Bangladesh is predicted to become a self-sufficient textile and apparel center within the next ten years by emphasizing more on the distribution channels. This is projected to reduce China’s and India’s export potential. As a result, while Bangladesh is a major outsourcing market for garments and textiles, it will be critical for Indian companies whose primary export market is Bangladesh to seek out other markets in the coming years.

The reason behind the growth of the textile industry in Bangladesh

Bangladesh’s hardworking labor force is the primary reason for the textile industry’s growth. To meet the deadline, they put in extra hours of labor. As a result, the country’s per capita income, as well as people’s living conditions, has increased in recent years. Second, in the readymade clothes market, the country gained a competitive advantage over the United States and European countries.
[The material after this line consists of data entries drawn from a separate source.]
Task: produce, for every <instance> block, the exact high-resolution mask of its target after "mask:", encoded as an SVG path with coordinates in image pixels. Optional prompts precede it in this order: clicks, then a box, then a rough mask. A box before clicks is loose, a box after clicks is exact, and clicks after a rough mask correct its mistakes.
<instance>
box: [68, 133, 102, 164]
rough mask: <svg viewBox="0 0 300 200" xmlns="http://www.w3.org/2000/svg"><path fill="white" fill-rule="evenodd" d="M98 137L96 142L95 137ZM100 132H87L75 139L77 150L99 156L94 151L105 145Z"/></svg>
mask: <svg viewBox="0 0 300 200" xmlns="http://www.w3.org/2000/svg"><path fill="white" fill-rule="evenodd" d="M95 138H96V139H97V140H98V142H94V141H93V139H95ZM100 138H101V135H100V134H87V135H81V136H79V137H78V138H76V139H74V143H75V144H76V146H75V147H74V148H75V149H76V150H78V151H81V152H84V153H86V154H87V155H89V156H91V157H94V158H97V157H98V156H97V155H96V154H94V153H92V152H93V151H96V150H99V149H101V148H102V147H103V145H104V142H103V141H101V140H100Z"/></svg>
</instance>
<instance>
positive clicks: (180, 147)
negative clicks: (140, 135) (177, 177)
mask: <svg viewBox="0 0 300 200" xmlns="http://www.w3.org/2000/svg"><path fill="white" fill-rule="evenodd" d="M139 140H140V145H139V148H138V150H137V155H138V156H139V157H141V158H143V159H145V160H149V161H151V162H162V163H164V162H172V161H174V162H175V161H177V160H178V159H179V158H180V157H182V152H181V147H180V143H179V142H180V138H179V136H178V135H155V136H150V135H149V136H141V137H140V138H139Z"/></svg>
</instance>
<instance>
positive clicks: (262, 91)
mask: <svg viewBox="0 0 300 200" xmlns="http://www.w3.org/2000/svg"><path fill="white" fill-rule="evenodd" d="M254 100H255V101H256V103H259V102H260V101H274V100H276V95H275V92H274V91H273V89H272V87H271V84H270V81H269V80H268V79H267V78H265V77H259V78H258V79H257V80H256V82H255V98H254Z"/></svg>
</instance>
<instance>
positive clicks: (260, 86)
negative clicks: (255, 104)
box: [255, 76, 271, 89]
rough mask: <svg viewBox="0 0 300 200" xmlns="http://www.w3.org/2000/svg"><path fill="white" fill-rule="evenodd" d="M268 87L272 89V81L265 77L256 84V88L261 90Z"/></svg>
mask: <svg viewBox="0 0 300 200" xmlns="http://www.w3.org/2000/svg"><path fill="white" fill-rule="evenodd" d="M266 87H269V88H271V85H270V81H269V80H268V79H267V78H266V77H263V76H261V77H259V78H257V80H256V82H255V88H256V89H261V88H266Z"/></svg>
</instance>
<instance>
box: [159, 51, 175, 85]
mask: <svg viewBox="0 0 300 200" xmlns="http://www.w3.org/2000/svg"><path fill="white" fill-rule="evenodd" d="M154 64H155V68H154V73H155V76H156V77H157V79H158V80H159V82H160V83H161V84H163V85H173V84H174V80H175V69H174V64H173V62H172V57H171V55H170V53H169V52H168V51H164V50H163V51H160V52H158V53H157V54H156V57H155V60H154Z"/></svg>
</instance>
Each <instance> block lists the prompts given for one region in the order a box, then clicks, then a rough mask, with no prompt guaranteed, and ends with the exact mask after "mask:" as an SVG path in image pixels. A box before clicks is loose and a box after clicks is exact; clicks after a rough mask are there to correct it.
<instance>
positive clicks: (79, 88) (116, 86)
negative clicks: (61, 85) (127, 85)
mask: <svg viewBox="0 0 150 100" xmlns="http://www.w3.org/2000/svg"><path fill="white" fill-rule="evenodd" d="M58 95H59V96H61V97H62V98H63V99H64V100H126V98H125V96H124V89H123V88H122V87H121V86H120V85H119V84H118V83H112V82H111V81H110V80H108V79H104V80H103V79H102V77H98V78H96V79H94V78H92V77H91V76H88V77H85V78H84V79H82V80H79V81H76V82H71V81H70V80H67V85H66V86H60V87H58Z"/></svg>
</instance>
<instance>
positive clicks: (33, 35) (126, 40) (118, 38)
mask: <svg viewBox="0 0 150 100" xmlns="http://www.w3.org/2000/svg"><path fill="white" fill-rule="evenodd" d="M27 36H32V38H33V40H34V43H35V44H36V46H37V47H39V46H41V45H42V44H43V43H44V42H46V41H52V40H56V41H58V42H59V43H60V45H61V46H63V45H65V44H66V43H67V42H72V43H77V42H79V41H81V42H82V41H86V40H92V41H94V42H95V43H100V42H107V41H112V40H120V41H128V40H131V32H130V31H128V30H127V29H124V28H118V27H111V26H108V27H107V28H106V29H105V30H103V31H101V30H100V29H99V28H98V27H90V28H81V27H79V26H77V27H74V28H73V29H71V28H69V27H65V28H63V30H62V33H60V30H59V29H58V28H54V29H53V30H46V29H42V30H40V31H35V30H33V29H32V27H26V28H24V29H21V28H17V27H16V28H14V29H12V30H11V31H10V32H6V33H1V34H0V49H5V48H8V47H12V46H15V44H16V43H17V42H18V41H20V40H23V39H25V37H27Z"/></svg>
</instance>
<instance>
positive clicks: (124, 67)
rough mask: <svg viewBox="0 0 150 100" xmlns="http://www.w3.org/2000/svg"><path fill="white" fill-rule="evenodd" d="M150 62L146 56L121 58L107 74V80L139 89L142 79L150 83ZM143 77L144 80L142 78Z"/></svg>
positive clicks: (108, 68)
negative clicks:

Three essential causes have increased Bangladesh’s textile industry’s growth. The country is rich in resources, opportunities, and helpful government policies. A huge number of labor laborers may be found in Bangladesh. Natural gas and energy are also inexpensive. Bangladesh has an edge in creating labor-intensive items because of its large population. All these factors are taken into consideration when searching for sourcing from Asia nations. Bangladesh excels in these factors and hence, remains a popular and important nation for textile exportation.

These prospects were aided by government measures that aided the textile industry’s rise in Bangladesh. Foreign investment was encouraged by the government’s liberal policies. Bangladesh’s garment industry is well-known and occupies a significant position in the global market today. Woven apparels, textile items, and knitwear are all part of the country’s textile sector. These products are the most profitable for the country’s export earnings.

The most common exports

Polyester fabrics, man-made fiber fabrics, viscose thread fabrics, PV fabrics, and other textiles make up the majority of its exports. Skirts, shorts, woven/ knitted shirts, trousers, sweaters, tops, and sportswear clothing make up the majority of apparel exports. A vast number of people are employed in the handloom sector, which also manufactures fabrics for the local market. Despite being one of Bangladesh’s fastest-growing and largest industries, it confronts some difficulties.

The key behind the survival of the textile industry during the time of crisis

The textile industry in Bangladesh has survived over the years due to the availability of natural gas in abundance. Add to it the high energy of people and cheap labor rate that makes the Bangladesh sourcing textile industry flourishes.  However, in recent years, all of the bountiful resources that have served as the textile industry’s backbone have become unfriendly. Synthetic fibers and Raw cotton are the most fundamental raw materials in the spinning industry. Unfortunately, none of these products is manufactured in Bangladesh.

The final takeaway

It is widely acknowledged that Bangladesh’s textile and apparel industries have a bright future. Foreign money received through the readymade garment and textile sourcing from Asia accounts for a significant portion of national income. The first aim is to find appropriate answers to sensitive issues and to adopt methods that will help Bangladesh’s textile sector flourish.